I consider the DNA to be DOA (Dead On Arrival). I do not think that they have the support of 16.5% and if an accurate poll reported that, I would be willing to bet that the support is extremely 'soft'. The closer the election comes and the more people see how thin the DNA's support is, the more they will be abandoned by these soft voters.
Bahamaians have shown over and over that they do not want a third party and there is little to distinguish the DNA from the FNM or PLP in terms of policy and direction. It's mostly about personalities and this is not enough to launch a new party. I am willing to bet that they will lose their deposit in every single seat.

June Henderson


Excellent article. Keep them coming. I am so sick of all the name calling and opinions.

larry smith

I don't think there is an unwritten law prohibiting a new party from establishing itself and taking office someday, but there has to be a popular groundswell based on political fundamentals. Just being fed up with "perry and hubert" is not enough, in my view.

I tend to agree that support for the DNA indicated by the opinion poll is likely to be soft, but you cannot deny that this has been the broadest and most concrete effort to create an alternative party since the NDP in 1965.

I don't count the musical chair period of the early days of the FNM/BDP/SDP, etc, which was purely artificial.

Victor

The problem for a third party is that most Bahamians are in the center of the political spectrum. The FNM and PLP are both centrist parties, though one leans a little to the right and the other a bit to the left, but they are not far apart the way the parties are in the UK or USA.

With the exception of the socialist Vanguard Party, all other 'third' parties have also tried to stake out ground in the center and there is just no room. But if they tried to run on a very left wing or right wing platform, they would also do poorly as there would not be broad support for such an ideological stance.

The DNA has no real reason to exist other than personal conflicts with the members and leader of the other parties. This was the same case with the CDR, BDM, PDF and all the way back to the NDP. As you say, that whole FNM-BDP-SDP thing was just one party that couldn't get it's act together.

Really, the Free PLP grafted itself on to the UBP, but it was the UBP voters who were the main supporters of the early FNM. The one by-election contested by the Free PLP, they came in a distant third behind the PLP and the UBP. And all of the former Free PLP MPs lost their seats in 1972 - it was the UBP strongholds that returned FNM members.

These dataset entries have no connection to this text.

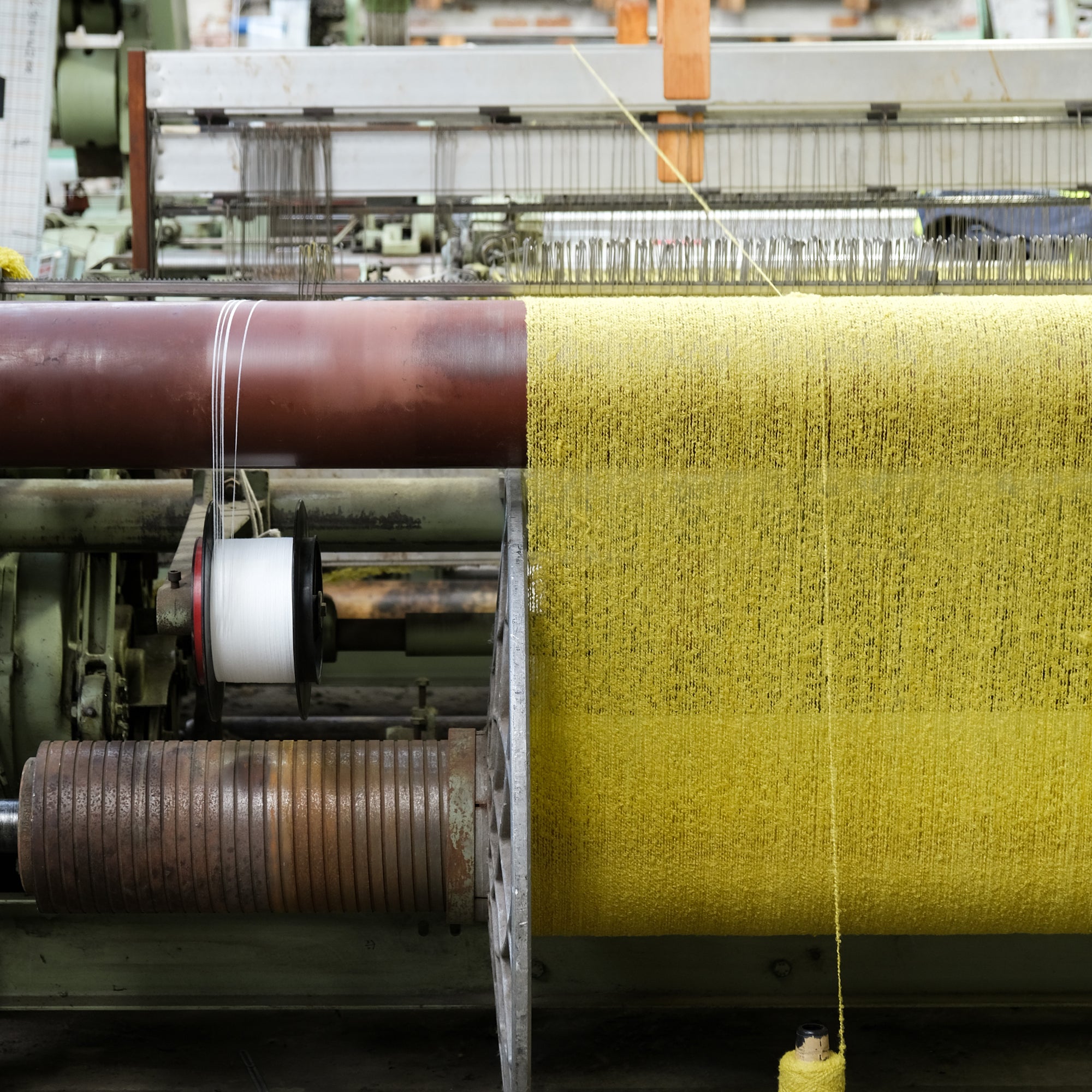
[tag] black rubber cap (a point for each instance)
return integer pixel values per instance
(811, 1031)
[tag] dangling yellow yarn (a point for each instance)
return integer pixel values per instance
(797, 1076)
(13, 266)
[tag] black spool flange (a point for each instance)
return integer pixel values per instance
(306, 610)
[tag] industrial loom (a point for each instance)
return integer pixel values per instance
(791, 498)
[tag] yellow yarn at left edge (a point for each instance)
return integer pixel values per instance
(13, 265)
(797, 1076)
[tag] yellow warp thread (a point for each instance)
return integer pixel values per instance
(797, 1076)
(681, 779)
(13, 266)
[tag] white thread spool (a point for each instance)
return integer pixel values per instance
(251, 611)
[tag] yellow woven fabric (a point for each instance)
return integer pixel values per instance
(13, 265)
(678, 518)
(797, 1076)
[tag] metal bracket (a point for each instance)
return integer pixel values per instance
(508, 761)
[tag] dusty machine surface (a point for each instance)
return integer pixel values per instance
(270, 696)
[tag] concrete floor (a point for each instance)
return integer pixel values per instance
(674, 1050)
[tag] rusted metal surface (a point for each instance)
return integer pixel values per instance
(241, 827)
(396, 599)
(366, 384)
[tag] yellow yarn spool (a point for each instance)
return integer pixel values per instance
(678, 523)
(797, 1076)
(13, 266)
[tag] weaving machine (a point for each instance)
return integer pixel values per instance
(792, 622)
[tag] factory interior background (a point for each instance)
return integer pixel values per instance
(544, 545)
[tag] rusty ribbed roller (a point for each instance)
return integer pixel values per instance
(319, 826)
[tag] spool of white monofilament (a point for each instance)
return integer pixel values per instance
(251, 618)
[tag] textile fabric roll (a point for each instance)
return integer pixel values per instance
(759, 525)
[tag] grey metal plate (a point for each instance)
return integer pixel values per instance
(508, 763)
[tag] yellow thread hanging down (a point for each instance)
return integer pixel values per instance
(829, 704)
(675, 171)
(696, 662)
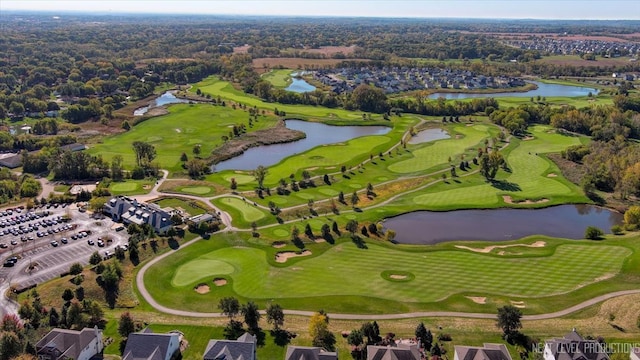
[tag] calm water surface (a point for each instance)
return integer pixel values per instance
(565, 221)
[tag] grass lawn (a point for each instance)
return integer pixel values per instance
(131, 187)
(280, 78)
(536, 276)
(190, 206)
(216, 87)
(185, 126)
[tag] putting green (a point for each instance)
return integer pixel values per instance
(124, 187)
(197, 190)
(465, 271)
(200, 268)
(248, 211)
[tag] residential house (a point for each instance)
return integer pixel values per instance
(486, 352)
(62, 344)
(309, 353)
(146, 345)
(244, 348)
(399, 352)
(130, 211)
(574, 347)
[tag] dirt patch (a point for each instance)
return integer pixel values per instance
(397, 277)
(488, 249)
(202, 289)
(220, 282)
(477, 299)
(507, 199)
(282, 257)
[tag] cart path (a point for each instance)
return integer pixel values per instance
(145, 294)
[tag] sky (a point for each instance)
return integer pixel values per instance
(494, 9)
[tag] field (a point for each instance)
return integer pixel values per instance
(383, 277)
(178, 132)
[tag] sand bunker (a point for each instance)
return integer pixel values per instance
(202, 289)
(398, 277)
(282, 257)
(518, 304)
(488, 249)
(477, 299)
(509, 200)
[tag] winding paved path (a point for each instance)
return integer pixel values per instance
(147, 296)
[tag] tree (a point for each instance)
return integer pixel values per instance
(424, 335)
(145, 153)
(259, 174)
(593, 233)
(67, 295)
(251, 316)
(509, 319)
(319, 332)
(229, 306)
(275, 316)
(352, 226)
(126, 325)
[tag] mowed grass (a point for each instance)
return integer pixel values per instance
(185, 126)
(280, 78)
(344, 270)
(216, 87)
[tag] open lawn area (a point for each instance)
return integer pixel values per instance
(345, 278)
(216, 87)
(185, 126)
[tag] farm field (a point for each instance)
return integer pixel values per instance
(394, 277)
(185, 126)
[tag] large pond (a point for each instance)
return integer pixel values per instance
(164, 99)
(565, 221)
(299, 85)
(317, 134)
(543, 90)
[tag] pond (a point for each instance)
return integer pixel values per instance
(543, 90)
(299, 85)
(428, 135)
(565, 221)
(164, 99)
(317, 134)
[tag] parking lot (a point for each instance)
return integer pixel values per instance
(45, 241)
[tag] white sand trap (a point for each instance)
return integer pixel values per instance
(398, 277)
(509, 200)
(477, 299)
(220, 281)
(282, 257)
(488, 249)
(203, 289)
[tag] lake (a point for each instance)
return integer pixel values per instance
(164, 99)
(543, 90)
(428, 135)
(299, 85)
(317, 134)
(565, 221)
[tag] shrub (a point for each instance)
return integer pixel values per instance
(593, 233)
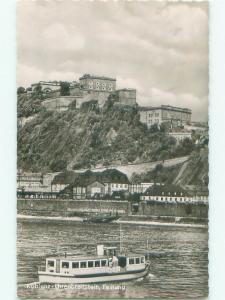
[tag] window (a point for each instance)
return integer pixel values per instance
(90, 264)
(110, 87)
(65, 264)
(97, 263)
(137, 260)
(51, 263)
(103, 263)
(75, 265)
(83, 264)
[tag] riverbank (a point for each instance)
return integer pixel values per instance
(128, 220)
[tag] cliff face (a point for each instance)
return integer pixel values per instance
(194, 171)
(53, 141)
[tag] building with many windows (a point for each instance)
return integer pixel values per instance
(97, 83)
(176, 116)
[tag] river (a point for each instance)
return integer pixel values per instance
(178, 255)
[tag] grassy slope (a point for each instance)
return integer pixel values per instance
(53, 140)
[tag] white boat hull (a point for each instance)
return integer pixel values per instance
(45, 277)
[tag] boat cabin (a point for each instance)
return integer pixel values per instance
(107, 260)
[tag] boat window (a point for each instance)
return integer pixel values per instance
(97, 263)
(65, 264)
(90, 264)
(103, 263)
(131, 261)
(51, 263)
(83, 264)
(75, 265)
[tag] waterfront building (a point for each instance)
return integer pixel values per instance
(140, 188)
(167, 193)
(179, 136)
(175, 116)
(33, 182)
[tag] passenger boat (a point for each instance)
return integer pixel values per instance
(107, 265)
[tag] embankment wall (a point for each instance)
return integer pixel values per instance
(47, 207)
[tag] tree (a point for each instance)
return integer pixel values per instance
(154, 128)
(38, 89)
(64, 88)
(20, 90)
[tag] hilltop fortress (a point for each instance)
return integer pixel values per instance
(89, 87)
(98, 89)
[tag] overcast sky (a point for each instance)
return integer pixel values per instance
(159, 48)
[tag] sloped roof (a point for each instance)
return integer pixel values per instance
(107, 176)
(166, 190)
(66, 177)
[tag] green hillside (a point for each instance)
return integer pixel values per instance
(54, 141)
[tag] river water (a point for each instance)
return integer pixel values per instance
(178, 255)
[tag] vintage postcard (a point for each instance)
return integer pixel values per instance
(112, 149)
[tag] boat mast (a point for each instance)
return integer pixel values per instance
(121, 239)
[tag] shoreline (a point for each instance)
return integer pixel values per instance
(128, 222)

I consider that the FNM is really an evolved version of the UBP with a different name and without all the historical baggage.

I give the DNA a certain amount of credit for the level of organization that they have shown, but I do expect every single candidate to lose their deposit. I would be very surprised if the party survives to contest another election beyond this one.

People in Nassau have had the illusion that the DNA might pick up the South Abaco seat. Anyone who lives here knows better - their candidate is a good guy, but there is simply no path to victory for him as a DNA.

TISM

If the elections are based on issues, I find it difficult to support the DNA because the leader seems to waffle in favor of public opinion. I believe a leader should be intelligently advised on the vision, mission and objectives of his party and form his platform based on this advice. If there are issues presented that are not a part of his platform, his duty is to acknowledge its importance and refocus attention to his key issues until he has all the information needed to offer a substantive response.

There seems to be no political discipline or strategy in this party, just political pandering. I was eager to support the DNA in its inception, now I find myself back between the two popular choices.